Microsoft stores Windows 10 users’ encryption key

30 Dec 2015

Microsoft might be jeopardising users' data with its built-in disk encryption feature in Windows 10.

According to commentators, as Windows 10 was set to automatically upload users' recovery key to Microsoft's servers, it was vulnerable in the event of a security breach.

Windows 10 ships with a device encryption feature that was enabled by default, which ensured protection of users' data on the computer for those who used a Microsoft account (Outlook/Live email) as a method of signing in.

However, this also meant that Microsoft had users' encryption key, according to The Intercept.

If hackers accessed a Microsoft account, they could access this recovery key.
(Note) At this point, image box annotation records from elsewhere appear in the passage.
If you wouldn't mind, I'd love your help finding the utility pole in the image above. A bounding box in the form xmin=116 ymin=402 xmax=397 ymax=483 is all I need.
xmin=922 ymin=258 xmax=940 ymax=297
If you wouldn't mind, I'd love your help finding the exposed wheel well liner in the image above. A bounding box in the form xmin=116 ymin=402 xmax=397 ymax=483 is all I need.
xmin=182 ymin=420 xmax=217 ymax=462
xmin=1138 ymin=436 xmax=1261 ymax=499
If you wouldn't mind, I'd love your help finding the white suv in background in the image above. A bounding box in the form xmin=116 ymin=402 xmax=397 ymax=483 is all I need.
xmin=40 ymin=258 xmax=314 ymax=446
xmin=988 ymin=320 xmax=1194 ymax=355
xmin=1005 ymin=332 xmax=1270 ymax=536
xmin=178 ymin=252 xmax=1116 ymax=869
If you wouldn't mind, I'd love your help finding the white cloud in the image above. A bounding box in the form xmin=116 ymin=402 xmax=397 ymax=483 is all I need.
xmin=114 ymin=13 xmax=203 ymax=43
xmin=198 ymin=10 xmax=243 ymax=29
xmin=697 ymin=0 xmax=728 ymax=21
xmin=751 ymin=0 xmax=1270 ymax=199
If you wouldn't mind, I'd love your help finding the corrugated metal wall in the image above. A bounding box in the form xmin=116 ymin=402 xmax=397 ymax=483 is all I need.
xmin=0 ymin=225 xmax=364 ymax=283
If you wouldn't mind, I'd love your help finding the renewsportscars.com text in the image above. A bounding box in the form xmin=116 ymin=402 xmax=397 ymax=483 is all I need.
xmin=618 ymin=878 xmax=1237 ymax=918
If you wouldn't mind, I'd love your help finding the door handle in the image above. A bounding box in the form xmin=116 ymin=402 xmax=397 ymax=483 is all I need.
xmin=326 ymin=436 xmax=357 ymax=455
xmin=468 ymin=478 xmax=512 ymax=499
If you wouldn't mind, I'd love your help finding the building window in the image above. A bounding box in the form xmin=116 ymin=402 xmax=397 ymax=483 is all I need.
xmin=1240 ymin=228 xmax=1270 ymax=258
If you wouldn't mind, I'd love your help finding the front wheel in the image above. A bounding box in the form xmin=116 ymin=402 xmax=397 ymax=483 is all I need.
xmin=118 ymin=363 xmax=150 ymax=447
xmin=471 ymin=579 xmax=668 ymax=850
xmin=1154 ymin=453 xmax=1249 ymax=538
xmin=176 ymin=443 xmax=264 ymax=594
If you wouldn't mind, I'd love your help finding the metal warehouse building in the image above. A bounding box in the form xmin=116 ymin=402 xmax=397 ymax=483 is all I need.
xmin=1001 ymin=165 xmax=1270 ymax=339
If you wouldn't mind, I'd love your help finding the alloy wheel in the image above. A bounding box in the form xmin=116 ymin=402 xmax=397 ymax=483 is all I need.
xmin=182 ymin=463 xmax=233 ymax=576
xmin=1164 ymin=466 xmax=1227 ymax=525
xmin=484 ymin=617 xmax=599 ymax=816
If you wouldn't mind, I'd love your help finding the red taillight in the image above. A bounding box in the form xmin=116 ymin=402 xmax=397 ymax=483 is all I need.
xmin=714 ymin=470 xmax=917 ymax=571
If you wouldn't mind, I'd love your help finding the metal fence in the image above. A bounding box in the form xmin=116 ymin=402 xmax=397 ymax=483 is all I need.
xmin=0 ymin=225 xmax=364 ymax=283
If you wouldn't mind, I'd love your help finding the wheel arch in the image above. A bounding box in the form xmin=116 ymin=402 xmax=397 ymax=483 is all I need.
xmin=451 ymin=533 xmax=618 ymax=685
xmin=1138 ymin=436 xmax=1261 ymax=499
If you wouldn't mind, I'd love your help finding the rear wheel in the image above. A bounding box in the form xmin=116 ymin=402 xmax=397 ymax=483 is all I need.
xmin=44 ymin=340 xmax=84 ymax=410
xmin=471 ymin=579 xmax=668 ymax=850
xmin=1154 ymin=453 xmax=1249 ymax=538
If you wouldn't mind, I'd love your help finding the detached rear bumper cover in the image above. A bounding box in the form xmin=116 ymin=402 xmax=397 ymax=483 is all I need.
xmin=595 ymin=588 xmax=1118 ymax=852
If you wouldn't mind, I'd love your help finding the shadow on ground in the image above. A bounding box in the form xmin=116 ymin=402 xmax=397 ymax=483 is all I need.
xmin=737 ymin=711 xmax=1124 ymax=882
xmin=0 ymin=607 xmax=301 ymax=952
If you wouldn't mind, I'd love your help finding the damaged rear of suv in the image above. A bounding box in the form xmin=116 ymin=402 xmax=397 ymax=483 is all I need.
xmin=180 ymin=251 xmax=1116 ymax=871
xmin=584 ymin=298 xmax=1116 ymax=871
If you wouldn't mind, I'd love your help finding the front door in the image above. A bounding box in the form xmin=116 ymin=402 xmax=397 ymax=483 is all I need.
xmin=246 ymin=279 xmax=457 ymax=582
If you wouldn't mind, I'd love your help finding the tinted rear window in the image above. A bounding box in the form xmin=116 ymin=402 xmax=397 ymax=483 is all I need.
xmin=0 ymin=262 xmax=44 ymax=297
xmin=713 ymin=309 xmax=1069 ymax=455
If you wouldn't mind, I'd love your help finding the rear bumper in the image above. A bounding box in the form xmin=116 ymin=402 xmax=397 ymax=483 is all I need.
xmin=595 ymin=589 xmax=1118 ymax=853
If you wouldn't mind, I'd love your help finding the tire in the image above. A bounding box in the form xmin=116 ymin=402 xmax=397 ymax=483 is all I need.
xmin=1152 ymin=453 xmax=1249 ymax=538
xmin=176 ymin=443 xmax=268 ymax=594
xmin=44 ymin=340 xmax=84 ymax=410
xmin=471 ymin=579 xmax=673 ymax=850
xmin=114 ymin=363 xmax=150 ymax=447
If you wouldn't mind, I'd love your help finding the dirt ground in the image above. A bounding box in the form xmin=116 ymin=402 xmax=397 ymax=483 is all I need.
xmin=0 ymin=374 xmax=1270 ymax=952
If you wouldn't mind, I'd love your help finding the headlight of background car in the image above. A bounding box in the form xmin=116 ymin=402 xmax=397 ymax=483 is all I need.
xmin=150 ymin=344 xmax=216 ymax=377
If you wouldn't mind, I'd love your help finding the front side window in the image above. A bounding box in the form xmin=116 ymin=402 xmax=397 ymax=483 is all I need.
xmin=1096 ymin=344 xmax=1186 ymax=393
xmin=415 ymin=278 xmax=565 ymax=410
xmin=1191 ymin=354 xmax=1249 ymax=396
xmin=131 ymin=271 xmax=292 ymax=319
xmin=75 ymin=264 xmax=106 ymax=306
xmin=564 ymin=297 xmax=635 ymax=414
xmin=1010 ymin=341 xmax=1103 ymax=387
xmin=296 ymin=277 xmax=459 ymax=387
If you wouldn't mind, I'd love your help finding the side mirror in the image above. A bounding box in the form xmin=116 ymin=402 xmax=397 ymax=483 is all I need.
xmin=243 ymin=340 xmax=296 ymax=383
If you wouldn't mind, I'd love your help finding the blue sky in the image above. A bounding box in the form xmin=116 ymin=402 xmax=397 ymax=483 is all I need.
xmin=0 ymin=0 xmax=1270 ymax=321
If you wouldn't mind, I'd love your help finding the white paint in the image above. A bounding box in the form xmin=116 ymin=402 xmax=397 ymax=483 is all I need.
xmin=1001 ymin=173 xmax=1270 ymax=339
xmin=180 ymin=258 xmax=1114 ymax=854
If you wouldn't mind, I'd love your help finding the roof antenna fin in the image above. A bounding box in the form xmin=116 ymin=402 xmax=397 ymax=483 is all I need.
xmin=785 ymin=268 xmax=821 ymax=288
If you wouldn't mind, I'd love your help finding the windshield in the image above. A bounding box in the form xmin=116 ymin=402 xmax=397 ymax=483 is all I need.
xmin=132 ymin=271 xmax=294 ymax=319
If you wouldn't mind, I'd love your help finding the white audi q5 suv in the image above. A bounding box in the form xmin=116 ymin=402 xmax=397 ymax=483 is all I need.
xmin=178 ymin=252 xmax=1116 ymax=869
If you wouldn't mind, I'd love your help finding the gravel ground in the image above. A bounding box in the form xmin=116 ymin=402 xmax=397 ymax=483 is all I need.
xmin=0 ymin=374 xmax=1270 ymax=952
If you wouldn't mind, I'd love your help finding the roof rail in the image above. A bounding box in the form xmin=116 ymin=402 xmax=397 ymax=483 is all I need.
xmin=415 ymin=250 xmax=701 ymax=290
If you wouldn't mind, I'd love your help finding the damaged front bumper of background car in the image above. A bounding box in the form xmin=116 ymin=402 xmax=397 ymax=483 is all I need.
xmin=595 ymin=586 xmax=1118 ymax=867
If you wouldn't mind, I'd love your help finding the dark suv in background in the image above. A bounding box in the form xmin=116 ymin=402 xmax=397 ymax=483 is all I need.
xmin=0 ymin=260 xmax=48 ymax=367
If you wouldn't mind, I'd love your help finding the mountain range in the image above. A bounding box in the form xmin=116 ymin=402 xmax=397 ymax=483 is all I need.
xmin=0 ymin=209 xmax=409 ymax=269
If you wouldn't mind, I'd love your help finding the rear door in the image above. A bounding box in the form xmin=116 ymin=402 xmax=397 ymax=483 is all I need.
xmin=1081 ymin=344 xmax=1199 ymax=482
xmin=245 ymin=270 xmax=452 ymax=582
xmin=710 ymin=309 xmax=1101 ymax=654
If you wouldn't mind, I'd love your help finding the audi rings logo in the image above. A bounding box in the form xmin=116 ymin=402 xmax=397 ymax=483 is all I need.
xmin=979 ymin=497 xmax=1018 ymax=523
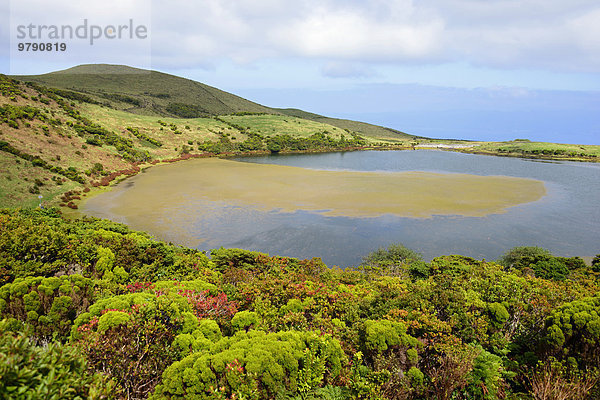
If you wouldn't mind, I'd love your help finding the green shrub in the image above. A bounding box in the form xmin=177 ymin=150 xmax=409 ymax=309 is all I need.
xmin=0 ymin=322 xmax=115 ymax=400
xmin=152 ymin=331 xmax=344 ymax=400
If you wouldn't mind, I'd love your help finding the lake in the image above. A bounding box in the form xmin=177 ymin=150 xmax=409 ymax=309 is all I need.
xmin=82 ymin=150 xmax=600 ymax=267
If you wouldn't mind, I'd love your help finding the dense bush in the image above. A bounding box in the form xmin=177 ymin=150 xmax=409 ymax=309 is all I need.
xmin=0 ymin=210 xmax=600 ymax=399
xmin=152 ymin=331 xmax=345 ymax=399
xmin=0 ymin=275 xmax=96 ymax=340
xmin=0 ymin=322 xmax=115 ymax=400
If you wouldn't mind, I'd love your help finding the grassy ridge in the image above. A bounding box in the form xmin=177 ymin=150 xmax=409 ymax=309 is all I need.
xmin=18 ymin=64 xmax=412 ymax=141
xmin=473 ymin=139 xmax=600 ymax=161
xmin=0 ymin=72 xmax=408 ymax=206
xmin=18 ymin=65 xmax=270 ymax=116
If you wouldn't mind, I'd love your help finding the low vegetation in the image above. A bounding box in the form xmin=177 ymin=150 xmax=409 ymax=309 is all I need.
xmin=0 ymin=210 xmax=600 ymax=399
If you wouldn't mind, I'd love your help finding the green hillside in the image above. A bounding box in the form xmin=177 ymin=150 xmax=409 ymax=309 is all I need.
xmin=17 ymin=64 xmax=271 ymax=117
xmin=274 ymin=108 xmax=418 ymax=141
xmin=0 ymin=71 xmax=408 ymax=208
xmin=15 ymin=64 xmax=412 ymax=141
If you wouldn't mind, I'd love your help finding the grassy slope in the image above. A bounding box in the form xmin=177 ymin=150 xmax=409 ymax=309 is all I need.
xmin=0 ymin=65 xmax=600 ymax=206
xmin=467 ymin=140 xmax=600 ymax=161
xmin=16 ymin=64 xmax=413 ymax=142
xmin=274 ymin=108 xmax=419 ymax=142
xmin=0 ymin=67 xmax=410 ymax=207
xmin=17 ymin=65 xmax=270 ymax=116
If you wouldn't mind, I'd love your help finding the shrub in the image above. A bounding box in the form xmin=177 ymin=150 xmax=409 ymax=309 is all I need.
xmin=152 ymin=331 xmax=345 ymax=400
xmin=0 ymin=323 xmax=114 ymax=400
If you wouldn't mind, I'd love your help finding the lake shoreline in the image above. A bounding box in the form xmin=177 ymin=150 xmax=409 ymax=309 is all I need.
xmin=67 ymin=141 xmax=600 ymax=218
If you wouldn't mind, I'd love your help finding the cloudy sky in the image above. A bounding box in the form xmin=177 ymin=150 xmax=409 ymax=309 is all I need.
xmin=0 ymin=0 xmax=600 ymax=144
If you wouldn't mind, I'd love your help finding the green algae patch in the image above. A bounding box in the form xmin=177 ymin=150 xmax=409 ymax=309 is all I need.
xmin=82 ymin=159 xmax=546 ymax=225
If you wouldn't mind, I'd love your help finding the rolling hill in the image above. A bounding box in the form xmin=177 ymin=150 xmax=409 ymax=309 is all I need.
xmin=0 ymin=65 xmax=420 ymax=208
xmin=15 ymin=64 xmax=413 ymax=141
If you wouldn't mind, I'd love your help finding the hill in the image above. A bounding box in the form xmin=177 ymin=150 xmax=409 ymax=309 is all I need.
xmin=16 ymin=64 xmax=271 ymax=118
xmin=15 ymin=64 xmax=412 ymax=140
xmin=0 ymin=70 xmax=414 ymax=208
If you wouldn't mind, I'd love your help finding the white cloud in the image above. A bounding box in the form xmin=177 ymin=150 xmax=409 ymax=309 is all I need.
xmin=146 ymin=0 xmax=600 ymax=72
xmin=7 ymin=0 xmax=600 ymax=76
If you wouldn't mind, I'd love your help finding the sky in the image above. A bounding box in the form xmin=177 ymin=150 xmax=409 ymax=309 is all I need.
xmin=0 ymin=0 xmax=600 ymax=144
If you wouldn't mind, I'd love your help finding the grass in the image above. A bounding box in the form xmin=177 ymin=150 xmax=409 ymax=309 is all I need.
xmin=0 ymin=152 xmax=79 ymax=208
xmin=17 ymin=64 xmax=272 ymax=116
xmin=220 ymin=114 xmax=348 ymax=139
xmin=17 ymin=64 xmax=413 ymax=143
xmin=472 ymin=140 xmax=600 ymax=161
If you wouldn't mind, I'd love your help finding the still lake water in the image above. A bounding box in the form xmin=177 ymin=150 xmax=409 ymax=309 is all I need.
xmin=82 ymin=150 xmax=600 ymax=267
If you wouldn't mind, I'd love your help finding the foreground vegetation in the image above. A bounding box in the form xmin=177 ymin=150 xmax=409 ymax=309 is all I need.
xmin=0 ymin=209 xmax=600 ymax=399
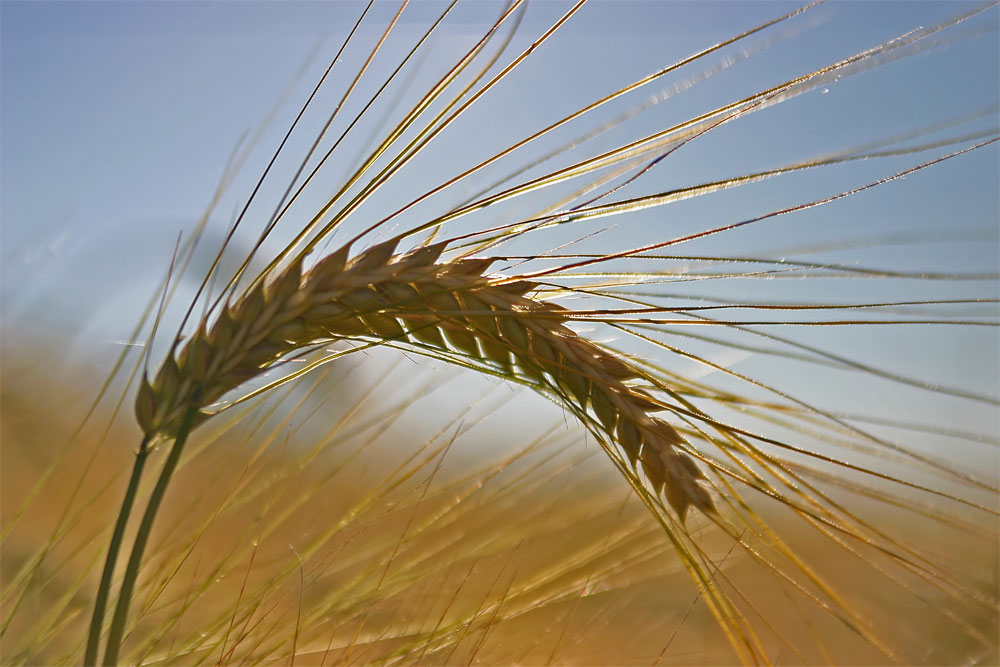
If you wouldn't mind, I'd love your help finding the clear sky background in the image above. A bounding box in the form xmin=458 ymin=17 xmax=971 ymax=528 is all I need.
xmin=0 ymin=1 xmax=1000 ymax=464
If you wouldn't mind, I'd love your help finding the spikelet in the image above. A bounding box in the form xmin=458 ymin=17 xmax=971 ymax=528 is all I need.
xmin=136 ymin=240 xmax=714 ymax=519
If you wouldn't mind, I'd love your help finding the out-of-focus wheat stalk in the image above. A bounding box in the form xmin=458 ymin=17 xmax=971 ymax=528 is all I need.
xmin=3 ymin=0 xmax=998 ymax=664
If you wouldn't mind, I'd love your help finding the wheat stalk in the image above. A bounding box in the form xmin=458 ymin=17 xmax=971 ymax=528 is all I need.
xmin=141 ymin=239 xmax=713 ymax=518
xmin=45 ymin=0 xmax=995 ymax=664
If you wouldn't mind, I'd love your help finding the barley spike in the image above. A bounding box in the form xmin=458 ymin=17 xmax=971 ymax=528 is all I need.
xmin=145 ymin=240 xmax=714 ymax=520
Also, in case of an attack on Microsoft's server, the privacy of the user could also be compromised. There were several other scenarios in which unauthorised personnel could gain access to user computer's recovery key.

More expensive versions of Windows 10 - Pro and Enterprise – come with software installed called BitLocker, which allows users' to encrypt their device without sending the key to Microsoft. They could print it or save it to an external drive instead, however, this was not available to Windows Home users.

According to commentators, it was also possible for users to delete their key from Microsoft's servers once it had been uploaded. However, there was no way to avoid uploading it in the first place, which might put off most security-conscious users.